After more than 20 years in HR I’m still regularly amazed how, from little niggles and misunderstandings, great rifts and blow-ups grow. The art of letting people know what’s on your mind without annoying or dividing is mastered by very few and those that can, are unlikely to succeed on every occasion. Even the most mindful of us get busy with life and can’t always read a situation from all sides.
Reasons for not raising issues at an early stage may include not wishing to seem petty or high maintenance, or believing the other party knows exactly how you feel and should be the one to make the first move. We’ve all watched frustrating films where if one person had just put things straight at the beginning, ensuing disasters would not have happened. Whilst this allows for a better storyline than sorting the misunderstanding and living happily ever after, life imitating art is not recommended for a harmonious and effective working environment.

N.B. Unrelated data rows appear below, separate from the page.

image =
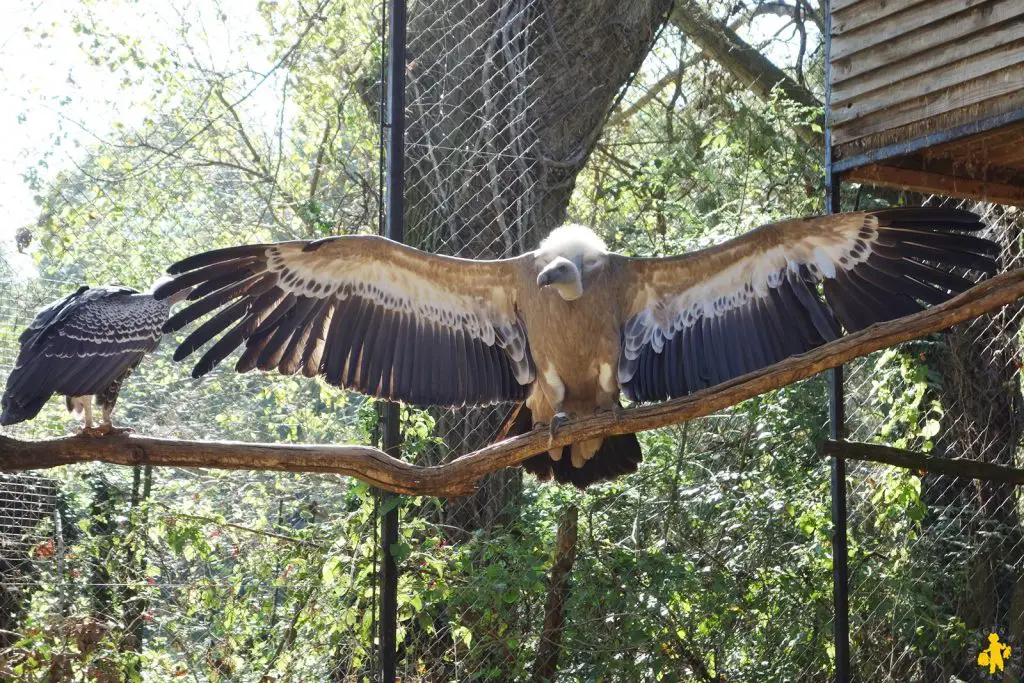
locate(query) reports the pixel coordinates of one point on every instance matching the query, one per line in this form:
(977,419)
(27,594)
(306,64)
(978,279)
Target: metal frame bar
(394,228)
(837,421)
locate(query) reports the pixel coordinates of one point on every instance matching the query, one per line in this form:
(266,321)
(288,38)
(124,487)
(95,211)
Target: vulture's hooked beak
(564,275)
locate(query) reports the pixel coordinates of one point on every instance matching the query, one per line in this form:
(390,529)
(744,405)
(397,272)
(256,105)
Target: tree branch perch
(459,476)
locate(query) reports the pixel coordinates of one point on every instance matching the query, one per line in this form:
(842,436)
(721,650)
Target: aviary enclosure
(647,120)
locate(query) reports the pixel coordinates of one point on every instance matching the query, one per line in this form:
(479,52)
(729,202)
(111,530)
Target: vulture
(84,345)
(570,327)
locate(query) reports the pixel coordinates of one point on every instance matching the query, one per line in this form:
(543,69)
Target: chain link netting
(935,560)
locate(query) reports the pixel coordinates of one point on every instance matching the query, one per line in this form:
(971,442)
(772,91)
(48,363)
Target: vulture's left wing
(701,318)
(365,312)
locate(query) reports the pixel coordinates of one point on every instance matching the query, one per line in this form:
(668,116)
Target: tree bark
(558,593)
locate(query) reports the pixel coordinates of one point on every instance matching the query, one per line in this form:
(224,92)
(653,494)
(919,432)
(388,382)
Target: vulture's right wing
(365,312)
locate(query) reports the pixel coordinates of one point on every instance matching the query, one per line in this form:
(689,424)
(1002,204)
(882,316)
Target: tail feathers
(619,455)
(14,412)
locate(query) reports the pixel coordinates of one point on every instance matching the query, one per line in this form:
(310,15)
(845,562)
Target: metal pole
(837,422)
(394,229)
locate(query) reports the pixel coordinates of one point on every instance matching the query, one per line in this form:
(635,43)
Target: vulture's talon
(557,422)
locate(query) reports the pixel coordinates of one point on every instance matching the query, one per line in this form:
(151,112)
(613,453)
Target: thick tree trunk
(507,99)
(558,593)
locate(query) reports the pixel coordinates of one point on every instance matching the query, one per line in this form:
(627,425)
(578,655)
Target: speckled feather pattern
(84,344)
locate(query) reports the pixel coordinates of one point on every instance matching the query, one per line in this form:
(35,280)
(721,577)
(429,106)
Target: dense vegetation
(238,124)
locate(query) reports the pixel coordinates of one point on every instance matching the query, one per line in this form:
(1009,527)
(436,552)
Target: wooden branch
(957,467)
(458,476)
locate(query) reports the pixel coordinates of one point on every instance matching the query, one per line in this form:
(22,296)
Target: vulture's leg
(107,399)
(87,428)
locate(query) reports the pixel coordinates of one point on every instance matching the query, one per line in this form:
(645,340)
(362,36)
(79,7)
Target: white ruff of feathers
(570,240)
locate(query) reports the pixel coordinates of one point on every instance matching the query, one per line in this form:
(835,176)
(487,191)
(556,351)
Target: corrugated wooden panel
(949,185)
(941,43)
(908,20)
(972,92)
(846,107)
(865,11)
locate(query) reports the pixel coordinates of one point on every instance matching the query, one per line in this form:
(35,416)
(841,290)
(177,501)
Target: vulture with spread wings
(569,327)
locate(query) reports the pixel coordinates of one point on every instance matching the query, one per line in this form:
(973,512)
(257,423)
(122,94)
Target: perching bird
(84,345)
(570,326)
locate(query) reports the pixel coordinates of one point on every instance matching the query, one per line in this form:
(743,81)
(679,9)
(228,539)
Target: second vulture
(569,327)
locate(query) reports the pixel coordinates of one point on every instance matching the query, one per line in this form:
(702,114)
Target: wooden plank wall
(902,69)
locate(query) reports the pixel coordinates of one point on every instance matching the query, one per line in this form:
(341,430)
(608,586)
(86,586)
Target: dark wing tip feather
(941,218)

I have mediated conflict on many occasions between very capable and intelligent people where one party has resigned and/or raised a formal grievance saying that they can no longer tolerate the ongoing feud and feel bullied/victimised, whilst the other party had no idea that a problem existed, and thought the relationship was fine. Such incidents often involve different personalities with a different way of looking at things, but if they had just checked in with the other to see if they were reading the situation in the same way, a dispute of film score proportions wouldn’t have developed. In each case, I’m happy to say we eventually got to the bottom of why their perceptions of the same situation were so vastly different, by discussing why each had each taken certain steps or said certain things, rather than focus on what was said and done. I’m not suggesting that utopia can be reached on every occasion, maybe a tacit or begrudging acceptance is the best that can be achieved, but that is a much better outcome, and easier to build on and come back from, than a resignation or accusation of bullying/victimisation.
If you are not sure the people around you know why you say and do what you do, don’t assume they understand your motives and intentions…tell them, and if you’re not sure about theirs…ask.